# Is it logical to perform PCA and reduction on observations instead of features?

#### stephenwright

##### New Member
I am currently working with a set of code called GPMSA that was published by LANL. The code serves to create a Gaussian process model of some simulator and perform regression with experimental data. I am working to understand everything but there is something that is confusing me. PCA is performed on the outputs of the simulation to reduce the dimensions of it but instead of reducing the features they reduce the number of observations of the data. The matlab code for this is shown below.
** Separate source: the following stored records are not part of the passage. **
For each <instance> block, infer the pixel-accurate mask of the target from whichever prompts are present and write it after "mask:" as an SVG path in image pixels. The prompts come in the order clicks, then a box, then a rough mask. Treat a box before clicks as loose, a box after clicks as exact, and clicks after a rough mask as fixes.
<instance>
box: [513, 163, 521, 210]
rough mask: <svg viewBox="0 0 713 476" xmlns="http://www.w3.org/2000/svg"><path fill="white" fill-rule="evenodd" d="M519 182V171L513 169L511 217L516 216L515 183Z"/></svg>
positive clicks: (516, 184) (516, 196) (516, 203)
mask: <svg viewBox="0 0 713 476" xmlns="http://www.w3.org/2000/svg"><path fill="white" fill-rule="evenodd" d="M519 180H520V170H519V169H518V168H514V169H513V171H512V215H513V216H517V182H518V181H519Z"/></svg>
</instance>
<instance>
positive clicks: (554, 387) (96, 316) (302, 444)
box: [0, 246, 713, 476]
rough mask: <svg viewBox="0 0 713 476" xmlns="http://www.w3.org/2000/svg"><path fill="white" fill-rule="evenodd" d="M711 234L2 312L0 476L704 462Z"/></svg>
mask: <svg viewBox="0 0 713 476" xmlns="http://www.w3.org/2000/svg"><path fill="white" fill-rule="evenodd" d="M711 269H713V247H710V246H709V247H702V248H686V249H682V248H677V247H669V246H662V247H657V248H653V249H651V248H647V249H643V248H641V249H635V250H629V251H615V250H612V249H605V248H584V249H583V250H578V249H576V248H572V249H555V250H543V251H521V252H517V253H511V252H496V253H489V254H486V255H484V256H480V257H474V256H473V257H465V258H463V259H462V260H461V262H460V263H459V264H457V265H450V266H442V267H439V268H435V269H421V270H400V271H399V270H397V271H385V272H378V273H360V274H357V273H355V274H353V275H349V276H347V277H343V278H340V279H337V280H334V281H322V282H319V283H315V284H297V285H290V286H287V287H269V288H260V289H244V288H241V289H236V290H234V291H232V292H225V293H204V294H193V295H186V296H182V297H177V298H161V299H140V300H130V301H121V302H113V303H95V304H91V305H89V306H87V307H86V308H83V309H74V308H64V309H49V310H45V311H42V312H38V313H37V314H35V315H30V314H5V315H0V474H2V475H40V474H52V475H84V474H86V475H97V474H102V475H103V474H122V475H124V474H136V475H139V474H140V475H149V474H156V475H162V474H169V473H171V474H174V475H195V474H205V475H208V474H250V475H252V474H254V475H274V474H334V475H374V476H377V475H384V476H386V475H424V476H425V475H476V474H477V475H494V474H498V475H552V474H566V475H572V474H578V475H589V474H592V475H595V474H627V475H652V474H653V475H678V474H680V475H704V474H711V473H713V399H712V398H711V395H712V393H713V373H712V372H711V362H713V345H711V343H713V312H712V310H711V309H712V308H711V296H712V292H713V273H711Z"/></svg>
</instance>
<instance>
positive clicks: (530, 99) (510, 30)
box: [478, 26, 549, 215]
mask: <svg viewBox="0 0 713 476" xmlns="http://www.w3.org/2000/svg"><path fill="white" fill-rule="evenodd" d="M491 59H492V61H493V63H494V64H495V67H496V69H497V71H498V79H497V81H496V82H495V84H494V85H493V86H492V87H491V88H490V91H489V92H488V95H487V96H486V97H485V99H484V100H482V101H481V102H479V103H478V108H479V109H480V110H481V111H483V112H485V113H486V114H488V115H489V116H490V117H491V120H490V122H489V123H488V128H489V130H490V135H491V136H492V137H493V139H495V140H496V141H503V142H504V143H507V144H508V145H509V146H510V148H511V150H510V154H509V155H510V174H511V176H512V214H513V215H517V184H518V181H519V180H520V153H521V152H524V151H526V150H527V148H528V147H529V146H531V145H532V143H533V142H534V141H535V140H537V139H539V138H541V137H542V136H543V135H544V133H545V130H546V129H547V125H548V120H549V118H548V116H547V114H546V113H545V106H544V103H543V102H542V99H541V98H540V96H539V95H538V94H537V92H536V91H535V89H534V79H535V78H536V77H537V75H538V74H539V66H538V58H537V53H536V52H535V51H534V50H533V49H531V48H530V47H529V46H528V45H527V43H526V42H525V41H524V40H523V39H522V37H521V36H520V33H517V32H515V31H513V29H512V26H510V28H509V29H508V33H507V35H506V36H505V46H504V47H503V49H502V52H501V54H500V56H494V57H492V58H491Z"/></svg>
The data is read in with the normal structure of observations in the rows and features in the columns but it is then transposed before performing the PCA. I've checked that the matlab SVD function is intended to work with observations in rows and features in columns.

fname=('simobs');
ysim=ysim';
% normalize
ysimmean=mean(ysim,2);
ysimStd=ysim-repmat(ysimmean,1,m);
ysimsd=std(ysimStd,0,2);
ysimStd=ysimStd./repmat(ysimsd,1,m);
% SVD and reduction
[U,S,V]=svd(ysimStd,0);
lam=diag(S).^2/sum(diag(S).^2);
lam=cumsum(lam);
pu=[];
pu=sum(lam<0.99999)+1;
Ksim=U( :,1: pu)*S(1: pu,1: pu)./sqrt(m);

There is an accompanying paper for this code (DOI 10.1198/016214507000000888 ) that discusses the computational expense of having a large number of output values being the reason for using PCA to reduce the outputs but I don't understand why the reduction would be on the observations and not the number of features. Does this make sense to anyone or can anybody point me in the right direction?